Since 2013, the RCH Foundation the Kidney Development, Disease and Regeneration Group, which has greatly increased the potential for lab and clinical research within nephrology.
Professor Melissa Little co-leads an exciting new RCH Foundation-funded project, Pilot Renal Genomics and Induced Patient Stem Cell Program (ReGeniPS). This clinical and research program investigates the genetic cause of kidney disease and uses stem cells generated from RCH patients to determine the underlying basis of their disease.
The Impact of Giving
My name is Professor Melissa Little and I’m the head of cell biology and stem cell medicine at MCRI and I run the kidney development disease and regeneration team.
If you have kidney failure then what dialysis is doing is taking away some of the waste products but not all of them so the quality of life is very hard for these children. They may have to be on dialysis 12 hours a night they may have to come in and do dialysis and even with that dialysis they have growth retardation it’s difficult for them to develop at the same pace and it’s not an ongoing treatment that can be continued.

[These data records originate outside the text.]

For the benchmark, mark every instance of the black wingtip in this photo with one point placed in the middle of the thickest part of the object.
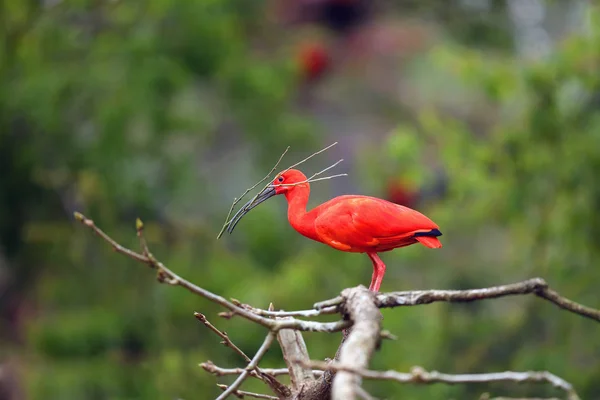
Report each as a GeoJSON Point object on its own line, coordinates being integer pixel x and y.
{"type": "Point", "coordinates": [431, 233]}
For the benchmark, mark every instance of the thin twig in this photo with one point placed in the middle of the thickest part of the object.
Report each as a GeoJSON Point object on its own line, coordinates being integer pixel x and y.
{"type": "Point", "coordinates": [165, 275]}
{"type": "Point", "coordinates": [251, 366]}
{"type": "Point", "coordinates": [363, 394]}
{"type": "Point", "coordinates": [226, 341]}
{"type": "Point", "coordinates": [242, 393]}
{"type": "Point", "coordinates": [360, 343]}
{"type": "Point", "coordinates": [139, 227]}
{"type": "Point", "coordinates": [210, 367]}
{"type": "Point", "coordinates": [419, 376]}
{"type": "Point", "coordinates": [229, 221]}
{"type": "Point", "coordinates": [310, 180]}
{"type": "Point", "coordinates": [238, 199]}
{"type": "Point", "coordinates": [309, 157]}
{"type": "Point", "coordinates": [298, 313]}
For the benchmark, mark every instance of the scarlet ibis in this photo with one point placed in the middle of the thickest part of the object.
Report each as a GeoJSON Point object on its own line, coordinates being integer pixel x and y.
{"type": "Point", "coordinates": [351, 223]}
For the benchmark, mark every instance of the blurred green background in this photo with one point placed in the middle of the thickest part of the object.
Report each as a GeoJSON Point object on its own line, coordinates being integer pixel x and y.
{"type": "Point", "coordinates": [484, 114]}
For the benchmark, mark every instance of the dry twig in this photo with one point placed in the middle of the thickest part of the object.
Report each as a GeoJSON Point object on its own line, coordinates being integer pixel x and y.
{"type": "Point", "coordinates": [419, 376]}
{"type": "Point", "coordinates": [536, 286]}
{"type": "Point", "coordinates": [361, 306]}
{"type": "Point", "coordinates": [361, 341]}
{"type": "Point", "coordinates": [242, 393]}
{"type": "Point", "coordinates": [251, 366]}
{"type": "Point", "coordinates": [223, 335]}
{"type": "Point", "coordinates": [165, 275]}
{"type": "Point", "coordinates": [218, 371]}
{"type": "Point", "coordinates": [238, 199]}
{"type": "Point", "coordinates": [229, 221]}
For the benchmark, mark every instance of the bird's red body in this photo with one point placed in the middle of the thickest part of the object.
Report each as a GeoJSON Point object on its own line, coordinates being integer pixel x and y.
{"type": "Point", "coordinates": [359, 224]}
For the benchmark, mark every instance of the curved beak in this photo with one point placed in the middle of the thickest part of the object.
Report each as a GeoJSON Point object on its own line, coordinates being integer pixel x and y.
{"type": "Point", "coordinates": [262, 196]}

In my laboratory we actually use stem cells to recreate kidney tissue and we’re making this kidney tissue from patient stem cells. Now that we can take a cell and recreate a tissue we hope to be able to model that individual patients’ disease, understand it better and possibly show that a new gene that we don’t know anything about is causing their disease, which improves again diagnosis. But we also hope to be able to eventually make sufficient tissue that we one day may be able to treat the patient with their own cells.
It is wonderfully rewarding for us as researchers to see that what we’re doing is actually going to make a difference for those families. We’d just like to say thank you for the support that you’ve given to our work and I’m sure that the families also say thank you in the hope that we’ll be able to change their lives.